Hacker News new | ask | show | jobs
by hooande 1842 days ago
These results are terrible. Almost all of the generated text posted here is non-sensical, and playing with it online is just confusing.

There really needs to be a better method of evaluation, an MNIST for transformer text generation. like a list of pre-defined prompts that every GPT-X has to use to generate text, which can be scored against a list of "correct" answers in a variety of ways.

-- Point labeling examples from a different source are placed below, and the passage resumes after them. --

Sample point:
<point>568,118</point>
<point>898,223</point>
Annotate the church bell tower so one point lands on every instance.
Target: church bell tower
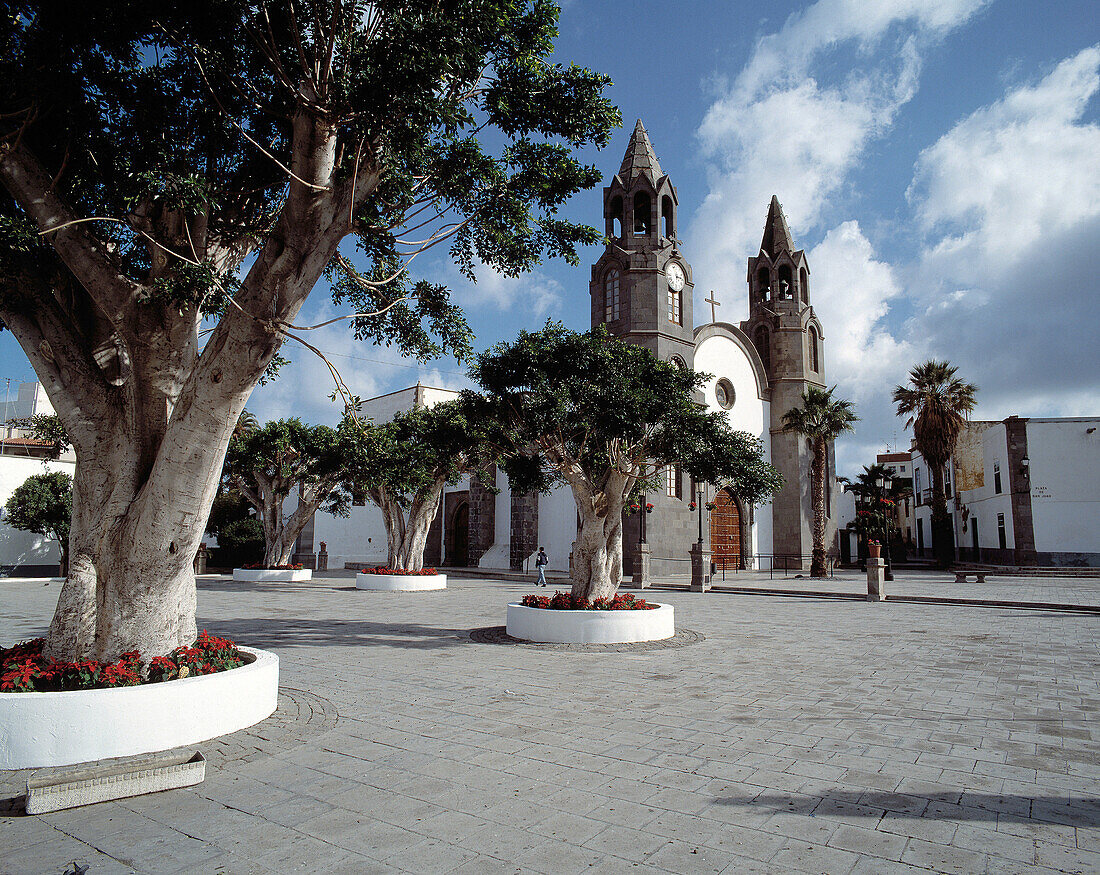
<point>641,286</point>
<point>788,336</point>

I have no way of knowing if the output of this flavor of transformer is good or not, whatever that would mean. Very difficult to see how it compares to similar models. Setting up a model with this number of parameters and their reported training times is impressive. But I have no idea if this particular number of parameters makes a difference, or what that difference is supposed to look like

2 comments

Thankfully, there already exist evaluation tasks like that, and Eleuther actually has a project collecting a handful of them together; see https://github.com/EleutherAI/lm-evaluation-harness/
You have an idea of what's sensical and not. It would seem that long range correlations in the text break down. This is true of all of the popular models, even the trillion parameter ones. They just break down at longer distances.
I suspect this is at least partly because of they way they are used (and maybe trained?)

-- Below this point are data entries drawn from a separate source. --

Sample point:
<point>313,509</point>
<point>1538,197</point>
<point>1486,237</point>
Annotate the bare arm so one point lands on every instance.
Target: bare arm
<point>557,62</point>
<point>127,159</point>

Always, "given a prompt, keep talking." No instructions to go anywhere, so it's no surprise that they do not.

I think, "start with this idea, end with this one" should give much more interesting results. Telling it to start with a premise and come up with the filler needed to draw some conclusion. It would give it more of a target for making long-distance connections.

Otherwise you just get this open-loop blabbering, which I agree seems really useless. With a more "directed" model I can see this having actual applications, like with story writing or interactive video games. But as it stands this seems totally uninteresting from an applications point of view.